Download PDF Future Memories of Trains by Michael G. Lockett and published by Author House. This book was released on 2013-08-12 with total page 131 pages. Available in PDF, EPUB and Kindle. Book excerpt: A wonderful English teacher inspired a love of poetry in Mr. Lockett during his senior year in high school. Future Memories of Trains is a collection of poems written by Mr. Lockett during the intense and tumultuous process of racial integration in America. Being the speck of pepper in these elite bowls of sugar -- elite independent schools -- Mr. Locketts poetry explores the precarious nature of inter-racial relationships and the power of love in the midst of extraordinary American social change.
Download PDF Memories of the Future by Wendell Bell and published by Routledge. This book was released on 2017-09-08 with total page 291 pages. Available in PDF, EPUB and Kindle. Book excerpt: Life courses, both professional and personal, are often directed by unplanned experiences. At crossroads, which path is followed and which hard choices are made can change the direction of one's future. Wendell Bell's life illustrates how totally unforeseen events can shape individual lives. As he notes, despite our hopes and our plans for the future, there is also serendipity, feedback, twists and turns, chance and circumstance, all of which shape our futures with sometimes surprising results. In Bell's case, such twists and turns of chance and circumstance led to his role in developing the new field of futures studies. In Memories of the Future, Bell recognizes the importance of images of the future and the effect of these images on events to come. Such images-dreams, visions, or whatever we call them-help to determine our actions, which, in turn, help shape the future, although not always in ways that we intend. Bell illustrates, partly with the story of his own life, how people remember such past images of the future and how the memories of them linger and are often used to judge the real outcomes of their lives. This is a fascinating view of the work of an important social scientist and the people and events that helped define his life. It is also about American higher education, especially from the end of World War II through the 1960s and 1970s, a period of educational transformation that included the spread of the merit system; the increase in ethnic, racial, gender, and social diversity among students and faculty; and a massive increase in research and knowledge.
Author :Sigizmund Krzhizhanovsky Publisher :New York Review of Books Release Date :2009-10-06 ISBN :9781590173190 Pages :0 pages File Format : PDF, EPUB, TEXT, KINDLE or MOBI Rating :4.9/5 (319 download)
Download PDF Memories of the Future by Sigizmund Krzhizhanovsky and published by New York Review of Books. This book was released on 2009-10-06 with total page 0 pages. Available in PDF, EPUB and Kindle. Book excerpt: Written in Soviet Moscow in the 1920s—but considered too subversive even to show to a publisher—the seven tales included here attest to Sigizmund Krzhizhanovsky’s boundless imagination, black humor, and breathtaking irony: a man loses his way in the vast black waste of his own small room; the Eiffel Tower runs amok; a kind soul dreams of selling “everything you need for suicide”; an absentminded passenger boards the wrong train, winding up in a place where night is day, nightmares are the reality, and the backs of all facts have been broken; a man out looking for work comes across a line for logic but doesn’t join it as there’s no guarantee the logic will last; a sociable corpse misses his own funeral; an inventor gets a glimpse of the far-from-radiant communist future.

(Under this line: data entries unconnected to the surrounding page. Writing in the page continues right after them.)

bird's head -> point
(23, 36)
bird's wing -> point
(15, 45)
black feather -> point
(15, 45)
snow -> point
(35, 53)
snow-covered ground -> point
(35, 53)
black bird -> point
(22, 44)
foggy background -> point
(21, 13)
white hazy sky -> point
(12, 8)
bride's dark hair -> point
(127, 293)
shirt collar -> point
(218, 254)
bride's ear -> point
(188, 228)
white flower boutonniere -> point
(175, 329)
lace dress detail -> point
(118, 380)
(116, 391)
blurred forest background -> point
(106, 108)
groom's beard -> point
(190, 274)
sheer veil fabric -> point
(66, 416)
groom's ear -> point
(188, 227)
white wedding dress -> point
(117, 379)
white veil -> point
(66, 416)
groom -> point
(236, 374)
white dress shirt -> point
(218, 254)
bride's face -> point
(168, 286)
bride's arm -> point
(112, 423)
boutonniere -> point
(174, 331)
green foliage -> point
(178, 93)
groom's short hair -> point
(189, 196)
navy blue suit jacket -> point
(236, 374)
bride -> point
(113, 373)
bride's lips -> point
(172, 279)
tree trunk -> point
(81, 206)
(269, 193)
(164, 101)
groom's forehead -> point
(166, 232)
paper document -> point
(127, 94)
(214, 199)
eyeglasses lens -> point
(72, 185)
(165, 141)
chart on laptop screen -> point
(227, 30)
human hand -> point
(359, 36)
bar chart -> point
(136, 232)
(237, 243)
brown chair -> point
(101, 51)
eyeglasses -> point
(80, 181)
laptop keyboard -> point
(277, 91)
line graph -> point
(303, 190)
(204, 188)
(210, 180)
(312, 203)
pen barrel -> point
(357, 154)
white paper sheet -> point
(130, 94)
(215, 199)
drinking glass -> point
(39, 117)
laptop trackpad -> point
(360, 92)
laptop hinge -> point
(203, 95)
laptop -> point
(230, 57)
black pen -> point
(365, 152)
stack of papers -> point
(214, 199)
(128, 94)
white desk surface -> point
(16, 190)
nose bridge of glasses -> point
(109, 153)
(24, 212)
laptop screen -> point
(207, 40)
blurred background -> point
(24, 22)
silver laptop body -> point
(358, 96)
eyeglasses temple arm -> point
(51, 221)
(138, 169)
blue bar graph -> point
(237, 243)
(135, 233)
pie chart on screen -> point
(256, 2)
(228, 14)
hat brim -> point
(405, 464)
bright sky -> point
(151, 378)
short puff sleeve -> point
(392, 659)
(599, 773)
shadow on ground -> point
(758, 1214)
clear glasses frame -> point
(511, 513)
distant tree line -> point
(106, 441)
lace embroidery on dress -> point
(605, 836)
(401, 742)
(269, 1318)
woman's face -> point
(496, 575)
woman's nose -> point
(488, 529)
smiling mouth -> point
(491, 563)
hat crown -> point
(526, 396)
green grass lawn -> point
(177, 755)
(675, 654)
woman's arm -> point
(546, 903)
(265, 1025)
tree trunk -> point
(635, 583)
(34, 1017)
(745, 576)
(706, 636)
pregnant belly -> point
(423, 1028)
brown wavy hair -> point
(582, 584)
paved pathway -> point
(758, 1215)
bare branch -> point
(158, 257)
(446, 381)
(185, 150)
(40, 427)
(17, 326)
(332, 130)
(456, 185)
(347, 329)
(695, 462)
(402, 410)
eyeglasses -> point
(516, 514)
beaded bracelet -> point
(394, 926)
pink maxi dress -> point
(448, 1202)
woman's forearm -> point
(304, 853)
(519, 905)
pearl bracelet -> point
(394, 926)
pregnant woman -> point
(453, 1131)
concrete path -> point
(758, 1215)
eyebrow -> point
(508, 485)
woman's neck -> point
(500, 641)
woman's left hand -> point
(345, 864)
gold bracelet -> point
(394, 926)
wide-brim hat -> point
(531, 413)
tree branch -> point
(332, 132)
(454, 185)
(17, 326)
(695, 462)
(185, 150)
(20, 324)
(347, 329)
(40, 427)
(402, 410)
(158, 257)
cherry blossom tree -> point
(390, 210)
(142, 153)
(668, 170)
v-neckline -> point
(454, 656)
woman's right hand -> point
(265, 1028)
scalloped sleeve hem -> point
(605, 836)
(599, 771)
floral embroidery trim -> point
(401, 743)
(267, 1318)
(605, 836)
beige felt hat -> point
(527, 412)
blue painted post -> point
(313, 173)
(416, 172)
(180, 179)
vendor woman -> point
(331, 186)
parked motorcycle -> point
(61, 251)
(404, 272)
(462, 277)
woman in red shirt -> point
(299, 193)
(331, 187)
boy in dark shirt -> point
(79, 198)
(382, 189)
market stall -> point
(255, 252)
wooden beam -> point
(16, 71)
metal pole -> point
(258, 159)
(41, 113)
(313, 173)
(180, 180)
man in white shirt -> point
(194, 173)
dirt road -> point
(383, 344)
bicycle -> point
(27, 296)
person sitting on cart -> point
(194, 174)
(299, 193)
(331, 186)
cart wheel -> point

Download PDF The Anthem Companion to Maurice Halbwachs by Robert Leroux and published by Anthem Press. This book was released on 2021-07-06 with total page 194 pages. Available in PDF, EPUB and Kindle. Book excerpt: This book seeks to place Halbwachs in his historical and intellectual context, showing that his work was sensitive to the events of his time, and that the development of his analysis could be influenced by happenstance. The book does this, not by summarizing or synthesizing his thinking, by the growing literature embodied by many sociologists and historians of social sciences, published for the most part in scientific journals, that focus on the sociological thought that Halbwachs developed in his writings. Then come many studies that emerge from the history of ideas and epistemology: these are entirely devoted to a particular facet of Halbwachs’ work, either to place it in its scientific context or to discuss it on the basis of fundamental cognitive issues.
Download PDF The Embodied Analyst by Jon Sletvold and published by Routledge. This book was released on 2014-01-03 with total page 237 pages. Available in PDF, EPUB and Kindle. Book excerpt: 2015 Gradiva Award Winner The Embodied Analyst brings together the history of embodied analysis found in the work of Freud and Reich and contemporary relational analysis, particularly as influenced by infant research. By integrating the ‘old’ embodied and the ‘new’ relational traditions, the book contributes to a new clinical perspective focusing on form and process rather than content and structure – the ‘how’, rather than the ‘what’ and the ‘why’. This perspective is characterised by a focus on movement, emotional interaction and the therapists own bodily experience in the analytic encounter. Jon Sletvold presents a user-friendly approach to embodied experience, providing the history, theory, training and practice of embodied experience and expression as a way of expanding clinical attention. Starting with a Spinozan view of the embodied mind, Part One: History of Embodied Psychoanalysis presents an overview of the history of the field in the works of Freud and Reich as well as a look at the Norwegian Character Analytic tradition . Part Two: Conceptual Framework and Clinical Guidelines explains how clinical interaction can be navigated based on the embodied concepts of subjectivity, intersubjectivity and reflexivity. Part Three: Embodied Training and Supervision presents innovative approaches to training in emotional communication inspired by the performing arts. The book ends with a consideration of the embodied analyst in the 21st century consulting room. Capturing key aspects of a transitional movement in the development of psychoanalysis and psychotherapy, The Embodied Analyst is ideal for those working and training in psychoanalysis and psychotherapy.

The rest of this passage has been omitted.